Scott, who largely painted military subjects, served as a drummer boy and is believed to be the model of the drummer boy looking at the dying officer in the painting. From 1993 to 1994, Scott's work traveled with the Smithsonian exhibition "Picturing History: American Painting 1770-1930".

Julian A. Scott

Julian A. Scott, Civil War battle scene painter, was born on February 14, 1846, in Johnson, Vermont. Responding to President Lincoln's call for volunteers; on July 4, 1861, Scott left home and joined the Union Army. Fifteen years old, "under size and under age", he was a musician, or drummer boy, assigned to the staff of the Third Vermont Infantry, where he served for three years in the Virginia Campaign. 

On April 16, 1862, at the Battle of Lee's Mills, sixteen year old Scott's bravery earned for him the Congressional Medal of Honor. "His company crossing a river was ambushed and driven back with a great loss. Scott, in the face of terrific fire, essayed the rescue of wounded comrades who were drowning, and alone waded the river nine times bringing back helpless soldiers. Scott was badly wounded and in 1863 was honorably discharged from the army at age 17. 

He took the opportunity of his convalescence to study art at the Academy of Design in New York City. He re-entered the service in 1864 as a volunteer aide on the same staff under whom he had served earlier in Virginia. It was during this second enlistment that he made the sketch of the death of General John Sedgwick on May 9, 1864, at Spotsylvania, Virginia. It was later in 1889 that he painted the large canvas which now hangs in the Drake House Museum. 

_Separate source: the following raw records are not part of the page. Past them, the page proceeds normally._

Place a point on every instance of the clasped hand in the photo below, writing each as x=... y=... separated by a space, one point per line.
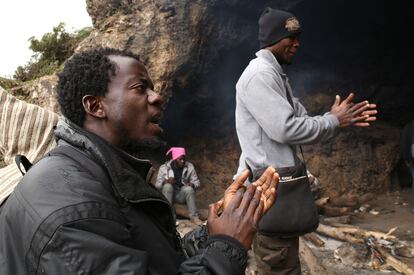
x=239 y=212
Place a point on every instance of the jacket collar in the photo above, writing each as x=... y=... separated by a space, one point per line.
x=271 y=59
x=129 y=175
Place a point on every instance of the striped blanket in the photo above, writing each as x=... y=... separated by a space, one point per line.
x=24 y=129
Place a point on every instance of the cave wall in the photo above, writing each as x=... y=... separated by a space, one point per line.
x=195 y=51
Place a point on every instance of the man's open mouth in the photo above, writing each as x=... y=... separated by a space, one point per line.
x=156 y=118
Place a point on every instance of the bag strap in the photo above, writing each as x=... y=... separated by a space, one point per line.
x=290 y=100
x=21 y=160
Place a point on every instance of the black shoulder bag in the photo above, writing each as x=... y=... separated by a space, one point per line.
x=294 y=212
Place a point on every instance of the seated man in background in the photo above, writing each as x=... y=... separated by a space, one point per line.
x=177 y=179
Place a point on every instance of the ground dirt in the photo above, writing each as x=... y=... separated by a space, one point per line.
x=394 y=210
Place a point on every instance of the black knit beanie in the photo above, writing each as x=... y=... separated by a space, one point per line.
x=275 y=25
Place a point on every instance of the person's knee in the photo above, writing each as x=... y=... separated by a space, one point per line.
x=188 y=190
x=167 y=187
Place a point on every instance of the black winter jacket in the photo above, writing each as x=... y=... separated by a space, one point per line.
x=86 y=208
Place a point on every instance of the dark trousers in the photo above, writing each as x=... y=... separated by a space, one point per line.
x=276 y=255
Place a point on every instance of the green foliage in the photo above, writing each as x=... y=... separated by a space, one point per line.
x=50 y=52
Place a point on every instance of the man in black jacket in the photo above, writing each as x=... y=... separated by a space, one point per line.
x=87 y=206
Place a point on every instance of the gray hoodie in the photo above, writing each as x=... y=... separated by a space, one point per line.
x=268 y=128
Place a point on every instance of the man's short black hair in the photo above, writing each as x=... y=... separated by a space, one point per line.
x=86 y=73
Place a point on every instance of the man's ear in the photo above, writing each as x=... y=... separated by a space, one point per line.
x=93 y=106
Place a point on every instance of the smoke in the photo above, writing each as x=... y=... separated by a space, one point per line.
x=346 y=46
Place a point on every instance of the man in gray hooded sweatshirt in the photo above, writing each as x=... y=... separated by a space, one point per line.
x=271 y=122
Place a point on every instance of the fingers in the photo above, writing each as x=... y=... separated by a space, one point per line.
x=248 y=196
x=270 y=200
x=362 y=124
x=266 y=178
x=337 y=100
x=239 y=181
x=359 y=107
x=274 y=181
x=258 y=213
x=213 y=210
x=237 y=198
x=348 y=99
x=369 y=112
x=253 y=204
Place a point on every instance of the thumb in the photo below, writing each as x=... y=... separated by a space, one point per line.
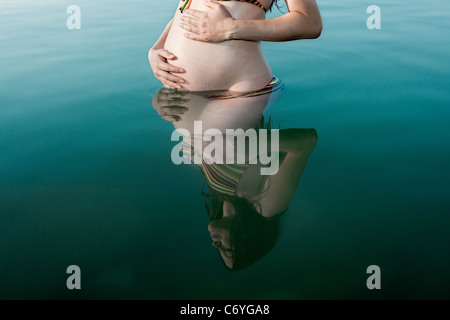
x=211 y=4
x=168 y=55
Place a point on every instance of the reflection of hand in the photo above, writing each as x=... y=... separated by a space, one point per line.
x=163 y=70
x=170 y=103
x=213 y=25
x=169 y=97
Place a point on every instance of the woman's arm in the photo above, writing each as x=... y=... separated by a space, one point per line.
x=303 y=21
x=159 y=61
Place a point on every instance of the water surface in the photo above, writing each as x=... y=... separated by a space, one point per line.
x=86 y=176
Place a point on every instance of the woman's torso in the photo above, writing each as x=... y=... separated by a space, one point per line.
x=234 y=65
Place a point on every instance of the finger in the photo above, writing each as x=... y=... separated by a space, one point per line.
x=189 y=20
x=211 y=4
x=190 y=28
x=166 y=54
x=194 y=37
x=195 y=13
x=167 y=76
x=170 y=68
x=169 y=84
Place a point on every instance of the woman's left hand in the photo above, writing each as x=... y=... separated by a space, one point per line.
x=213 y=25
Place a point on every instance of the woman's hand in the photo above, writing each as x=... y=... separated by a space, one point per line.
x=214 y=25
x=163 y=70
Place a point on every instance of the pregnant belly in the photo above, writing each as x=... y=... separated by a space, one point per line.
x=228 y=66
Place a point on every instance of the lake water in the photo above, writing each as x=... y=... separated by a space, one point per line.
x=86 y=177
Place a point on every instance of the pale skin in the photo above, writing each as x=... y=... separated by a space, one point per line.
x=216 y=25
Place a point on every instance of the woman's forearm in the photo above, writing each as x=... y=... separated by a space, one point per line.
x=291 y=26
x=159 y=44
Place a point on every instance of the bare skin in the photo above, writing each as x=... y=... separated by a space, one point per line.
x=214 y=46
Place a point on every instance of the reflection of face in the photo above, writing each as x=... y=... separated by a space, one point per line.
x=220 y=234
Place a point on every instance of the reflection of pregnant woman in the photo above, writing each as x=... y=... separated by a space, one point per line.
x=244 y=206
x=215 y=45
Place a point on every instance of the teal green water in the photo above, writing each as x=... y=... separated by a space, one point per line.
x=86 y=176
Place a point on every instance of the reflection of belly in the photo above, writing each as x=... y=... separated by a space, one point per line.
x=231 y=65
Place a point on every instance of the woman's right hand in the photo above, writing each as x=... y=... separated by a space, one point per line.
x=163 y=70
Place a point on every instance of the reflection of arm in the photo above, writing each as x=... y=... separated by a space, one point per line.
x=159 y=44
x=298 y=145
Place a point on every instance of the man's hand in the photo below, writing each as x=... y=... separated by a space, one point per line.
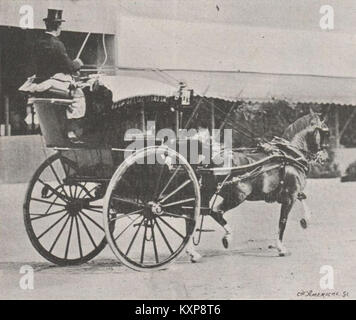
x=79 y=62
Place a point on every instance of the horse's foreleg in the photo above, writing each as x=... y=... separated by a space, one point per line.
x=306 y=210
x=285 y=209
x=217 y=213
x=192 y=253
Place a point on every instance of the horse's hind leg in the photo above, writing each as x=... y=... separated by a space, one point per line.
x=217 y=213
x=306 y=210
x=285 y=209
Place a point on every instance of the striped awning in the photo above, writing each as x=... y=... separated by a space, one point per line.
x=247 y=86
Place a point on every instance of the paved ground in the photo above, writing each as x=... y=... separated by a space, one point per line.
x=249 y=270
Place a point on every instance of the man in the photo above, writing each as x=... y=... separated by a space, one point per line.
x=50 y=54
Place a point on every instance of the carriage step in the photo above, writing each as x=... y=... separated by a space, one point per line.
x=205 y=230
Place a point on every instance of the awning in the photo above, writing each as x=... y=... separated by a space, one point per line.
x=247 y=86
x=137 y=88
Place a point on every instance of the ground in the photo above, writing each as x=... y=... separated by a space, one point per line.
x=247 y=270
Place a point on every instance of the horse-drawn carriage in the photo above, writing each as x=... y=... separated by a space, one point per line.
x=147 y=203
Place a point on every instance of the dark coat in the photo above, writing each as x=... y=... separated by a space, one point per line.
x=51 y=57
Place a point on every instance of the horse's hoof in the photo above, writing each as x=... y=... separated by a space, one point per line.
x=225 y=243
x=284 y=254
x=193 y=255
x=226 y=240
x=303 y=223
x=195 y=258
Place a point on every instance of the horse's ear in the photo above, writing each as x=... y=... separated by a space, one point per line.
x=325 y=118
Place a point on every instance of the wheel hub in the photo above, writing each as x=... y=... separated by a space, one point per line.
x=74 y=207
x=156 y=208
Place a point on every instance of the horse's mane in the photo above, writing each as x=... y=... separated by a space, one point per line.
x=298 y=126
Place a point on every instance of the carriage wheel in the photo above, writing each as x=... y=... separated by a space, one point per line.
x=152 y=208
x=63 y=220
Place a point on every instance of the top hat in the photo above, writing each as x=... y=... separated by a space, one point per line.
x=54 y=15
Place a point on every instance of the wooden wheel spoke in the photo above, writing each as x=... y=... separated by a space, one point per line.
x=59 y=235
x=58 y=194
x=177 y=202
x=57 y=178
x=154 y=242
x=78 y=237
x=50 y=207
x=166 y=213
x=158 y=182
x=170 y=227
x=176 y=190
x=143 y=244
x=134 y=237
x=52 y=226
x=69 y=237
x=126 y=215
x=116 y=198
x=164 y=237
x=93 y=210
x=123 y=231
x=41 y=216
x=92 y=220
x=82 y=189
x=87 y=230
x=48 y=202
x=169 y=181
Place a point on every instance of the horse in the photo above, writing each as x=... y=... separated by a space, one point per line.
x=275 y=181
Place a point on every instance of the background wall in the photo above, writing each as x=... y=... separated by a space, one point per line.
x=20 y=157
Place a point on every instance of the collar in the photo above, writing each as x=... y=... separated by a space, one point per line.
x=51 y=33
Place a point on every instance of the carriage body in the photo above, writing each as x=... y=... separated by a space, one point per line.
x=146 y=204
x=70 y=195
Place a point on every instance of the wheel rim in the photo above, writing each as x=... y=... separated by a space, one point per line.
x=63 y=220
x=152 y=209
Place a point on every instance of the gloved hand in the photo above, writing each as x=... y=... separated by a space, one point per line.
x=79 y=61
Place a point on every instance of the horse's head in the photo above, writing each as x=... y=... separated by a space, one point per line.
x=317 y=137
x=309 y=133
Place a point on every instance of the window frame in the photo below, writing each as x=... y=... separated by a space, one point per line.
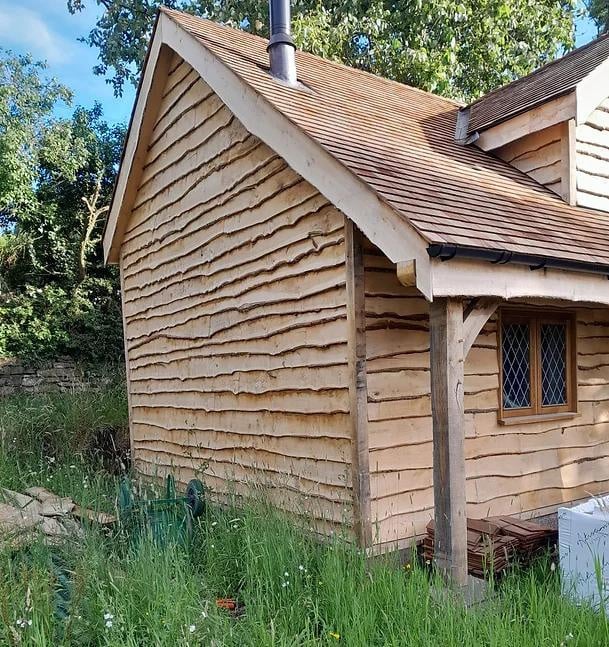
x=535 y=318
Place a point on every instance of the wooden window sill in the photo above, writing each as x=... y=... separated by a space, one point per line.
x=541 y=417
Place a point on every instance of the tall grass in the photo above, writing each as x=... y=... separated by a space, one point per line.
x=291 y=590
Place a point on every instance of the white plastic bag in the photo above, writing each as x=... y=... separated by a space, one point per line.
x=583 y=537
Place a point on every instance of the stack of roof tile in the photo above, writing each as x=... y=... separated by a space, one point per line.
x=495 y=542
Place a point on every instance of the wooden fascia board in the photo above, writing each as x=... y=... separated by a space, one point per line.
x=381 y=224
x=592 y=91
x=144 y=115
x=548 y=114
x=465 y=278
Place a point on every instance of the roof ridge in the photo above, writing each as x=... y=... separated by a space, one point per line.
x=545 y=66
x=455 y=102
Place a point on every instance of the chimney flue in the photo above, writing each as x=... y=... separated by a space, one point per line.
x=281 y=47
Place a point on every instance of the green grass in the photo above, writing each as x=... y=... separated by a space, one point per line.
x=293 y=590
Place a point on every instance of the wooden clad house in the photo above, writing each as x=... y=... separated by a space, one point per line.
x=349 y=292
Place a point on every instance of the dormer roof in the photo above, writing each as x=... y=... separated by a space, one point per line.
x=551 y=81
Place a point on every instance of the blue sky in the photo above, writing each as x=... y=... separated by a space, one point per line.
x=46 y=29
x=49 y=32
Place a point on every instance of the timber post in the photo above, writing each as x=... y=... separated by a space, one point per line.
x=447 y=359
x=358 y=383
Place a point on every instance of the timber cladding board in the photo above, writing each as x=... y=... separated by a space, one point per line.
x=509 y=469
x=592 y=159
x=539 y=155
x=235 y=312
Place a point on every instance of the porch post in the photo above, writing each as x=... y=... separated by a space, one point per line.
x=446 y=356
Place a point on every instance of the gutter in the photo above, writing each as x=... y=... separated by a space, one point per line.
x=446 y=252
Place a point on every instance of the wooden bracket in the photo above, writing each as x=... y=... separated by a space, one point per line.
x=475 y=316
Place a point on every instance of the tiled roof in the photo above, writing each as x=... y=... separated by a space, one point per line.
x=548 y=82
x=400 y=141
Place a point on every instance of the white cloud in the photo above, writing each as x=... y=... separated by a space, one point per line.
x=24 y=30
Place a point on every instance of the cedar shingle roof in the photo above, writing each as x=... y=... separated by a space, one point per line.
x=400 y=141
x=548 y=82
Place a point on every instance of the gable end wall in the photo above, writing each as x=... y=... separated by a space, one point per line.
x=235 y=314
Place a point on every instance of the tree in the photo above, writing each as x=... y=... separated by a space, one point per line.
x=56 y=296
x=599 y=12
x=458 y=49
x=26 y=103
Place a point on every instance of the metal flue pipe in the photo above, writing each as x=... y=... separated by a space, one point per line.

His first studio was in New York City, and it was there that he painted the first Civil War historical painting commissioned by a New England state. In 1870, the Vermont Legislature passed a resolution to approach Scott, "a Vermont-born artist of national reputation" to commemorate the valor of our soldiers. It was decided that the subject should be The Battle of Cedar Creek, fought on October 19, 1864, in the Valley of the Shenandoah, where more Vermont regiments were under fire than in any other battle of the War. One of the two hundred studies Scott prepared is displayed in the Drake House Museum. The original painting, twenty by ten feet, is in the State House in Montpelier Vermont. 

Scott moved to Plainfield in 1875, at the age of 29, "the most significant artist to reside there in the nineteenth century", and a newspaper account of the day reported that his studio became "a Mecca for the artistically inclined Plainfielders". The bulk of his works are of Civil War scenes, but his paintings occasionally relate to other conflicts, genre, scenes and portraits. 

At age 55, after a period of declining health, Julian Scott died on July 4, 1901, forty years to the day of his enlistment in the Union Army. He is buried in Hillside Cemetery. He was survived by his wife, Mary Burns, who was the daughter of the founder of the New York Dispatch, and a daughter, Bessie.

A Time Of Leisure, A Time Of Wealth: Victorian Curiosities

Visitors to the Drake House Parlor will find a variety of Victorian era treasures, including a horse-hair Empire Style sofa, a 7-legged Creiger piano, crazy quilts, and a stuffed heath hen, which seems to fascinate most young visitors. This land-bound bird was once known as a poor man's dinner. Now extinct, the rarity is largely seen in enclosed glass cases like the one at Drake House and in the pages of natural history books.